Seriously, I do support the work of those advocating for more and better humane treatment of students, generally speaking. But just as there were adverse consequences to pushing everyone out of institutions and into the community, there will be adverse consequences for making seclusion and restraint forbidden practices. I hope that the movement results in a more positive climate within schools and classrooms, but I don’t think it will result in the sort of programs envisioned by most people. What made states move to deinstitutionalize was that they saw they could save a ton of money. The result was a lot of mentally ill homeless people and many of them being served within jails and prisons. Sure, many were better off in group homes. Many weren’t. A 10 minute period in seclusion often allows the student to remain in school the rest of the day. If the police are called, will the result be the same?

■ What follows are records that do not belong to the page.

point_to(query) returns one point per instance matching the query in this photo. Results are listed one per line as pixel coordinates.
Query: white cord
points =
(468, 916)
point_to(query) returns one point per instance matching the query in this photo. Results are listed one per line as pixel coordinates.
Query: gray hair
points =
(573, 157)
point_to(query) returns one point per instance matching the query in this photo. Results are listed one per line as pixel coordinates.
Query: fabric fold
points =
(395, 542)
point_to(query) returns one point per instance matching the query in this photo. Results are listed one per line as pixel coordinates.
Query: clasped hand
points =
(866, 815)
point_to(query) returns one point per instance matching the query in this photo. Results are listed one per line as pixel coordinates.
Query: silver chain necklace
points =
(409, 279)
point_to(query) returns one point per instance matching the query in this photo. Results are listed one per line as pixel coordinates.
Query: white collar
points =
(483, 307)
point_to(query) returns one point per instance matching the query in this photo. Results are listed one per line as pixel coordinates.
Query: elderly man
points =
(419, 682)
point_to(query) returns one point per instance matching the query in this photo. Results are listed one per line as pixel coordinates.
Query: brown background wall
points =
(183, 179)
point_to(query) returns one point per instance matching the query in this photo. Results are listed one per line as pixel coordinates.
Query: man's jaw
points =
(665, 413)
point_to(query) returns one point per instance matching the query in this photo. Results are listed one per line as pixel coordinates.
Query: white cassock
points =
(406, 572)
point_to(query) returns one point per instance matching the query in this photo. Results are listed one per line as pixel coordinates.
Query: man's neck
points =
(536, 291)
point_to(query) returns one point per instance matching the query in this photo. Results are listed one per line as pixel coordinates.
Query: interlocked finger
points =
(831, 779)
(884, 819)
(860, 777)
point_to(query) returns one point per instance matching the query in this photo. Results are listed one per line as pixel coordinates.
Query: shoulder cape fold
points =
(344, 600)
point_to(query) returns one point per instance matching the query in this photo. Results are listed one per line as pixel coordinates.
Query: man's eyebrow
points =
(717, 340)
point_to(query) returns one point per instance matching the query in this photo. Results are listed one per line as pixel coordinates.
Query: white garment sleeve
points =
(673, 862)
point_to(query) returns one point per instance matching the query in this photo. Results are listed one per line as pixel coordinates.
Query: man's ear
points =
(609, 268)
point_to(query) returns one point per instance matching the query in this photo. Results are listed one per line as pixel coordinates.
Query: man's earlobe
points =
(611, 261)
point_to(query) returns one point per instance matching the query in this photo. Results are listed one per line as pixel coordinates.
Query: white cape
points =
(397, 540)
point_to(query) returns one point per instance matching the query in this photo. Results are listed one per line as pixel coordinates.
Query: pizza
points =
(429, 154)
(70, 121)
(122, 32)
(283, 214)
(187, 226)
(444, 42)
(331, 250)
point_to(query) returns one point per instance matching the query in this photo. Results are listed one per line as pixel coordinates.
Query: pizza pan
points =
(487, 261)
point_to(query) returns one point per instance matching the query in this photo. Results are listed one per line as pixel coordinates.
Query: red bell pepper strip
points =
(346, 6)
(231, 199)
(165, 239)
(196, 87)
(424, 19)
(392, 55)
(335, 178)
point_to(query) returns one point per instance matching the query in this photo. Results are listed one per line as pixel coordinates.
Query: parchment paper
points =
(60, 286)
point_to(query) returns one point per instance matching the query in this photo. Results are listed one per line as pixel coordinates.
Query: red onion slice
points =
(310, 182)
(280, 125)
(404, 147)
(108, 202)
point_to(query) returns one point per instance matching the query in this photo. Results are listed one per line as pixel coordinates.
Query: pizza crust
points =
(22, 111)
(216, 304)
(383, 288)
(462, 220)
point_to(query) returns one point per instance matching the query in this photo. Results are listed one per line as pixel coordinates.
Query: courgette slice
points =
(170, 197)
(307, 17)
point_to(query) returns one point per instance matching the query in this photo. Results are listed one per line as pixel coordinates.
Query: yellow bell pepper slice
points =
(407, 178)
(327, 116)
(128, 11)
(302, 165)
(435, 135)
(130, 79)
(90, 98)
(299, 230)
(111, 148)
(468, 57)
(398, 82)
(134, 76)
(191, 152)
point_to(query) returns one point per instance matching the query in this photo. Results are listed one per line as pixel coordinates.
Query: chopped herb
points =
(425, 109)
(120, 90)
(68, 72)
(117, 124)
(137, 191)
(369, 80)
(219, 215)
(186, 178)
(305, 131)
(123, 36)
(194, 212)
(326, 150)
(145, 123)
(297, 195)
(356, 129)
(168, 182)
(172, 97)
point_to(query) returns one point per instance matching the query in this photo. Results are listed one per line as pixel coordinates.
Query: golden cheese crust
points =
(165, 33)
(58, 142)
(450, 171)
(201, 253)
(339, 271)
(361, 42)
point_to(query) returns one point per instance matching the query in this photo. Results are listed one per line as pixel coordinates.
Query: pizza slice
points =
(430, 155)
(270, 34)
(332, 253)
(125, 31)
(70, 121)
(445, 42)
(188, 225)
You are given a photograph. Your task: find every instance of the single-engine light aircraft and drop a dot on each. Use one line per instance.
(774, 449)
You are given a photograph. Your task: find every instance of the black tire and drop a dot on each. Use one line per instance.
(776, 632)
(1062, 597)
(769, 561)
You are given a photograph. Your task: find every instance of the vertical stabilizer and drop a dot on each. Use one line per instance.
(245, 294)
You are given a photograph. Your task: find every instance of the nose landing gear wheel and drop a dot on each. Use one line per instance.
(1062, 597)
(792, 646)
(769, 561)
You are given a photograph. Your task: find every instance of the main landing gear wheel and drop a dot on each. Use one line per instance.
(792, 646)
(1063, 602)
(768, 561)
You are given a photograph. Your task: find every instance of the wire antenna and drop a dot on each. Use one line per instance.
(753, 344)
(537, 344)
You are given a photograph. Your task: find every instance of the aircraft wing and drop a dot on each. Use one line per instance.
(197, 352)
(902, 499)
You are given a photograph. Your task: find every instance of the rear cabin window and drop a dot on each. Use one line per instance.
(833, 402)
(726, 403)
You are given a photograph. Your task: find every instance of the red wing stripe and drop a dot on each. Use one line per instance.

I’m going to go ahead and attach my seclusion/time-out procedure so that you can feel free to review it. I’m open to criticism about it if there is anything wrong with it. Of course, if you are against seclusion/time-out under any and every circumstance then you won’t like it no matter what the policy is! But the alternative of having the student removed indefinitely, or having people hospitalized is not very attractive. It would wonderful if everyone was extensively trained and supported, but that hasn’t ever happened even in the most ideal of circumstances and conditions. With serious budget constraints across the country, professional development is the first thing that gets tossed out the window, followed closely by para and behavioral support.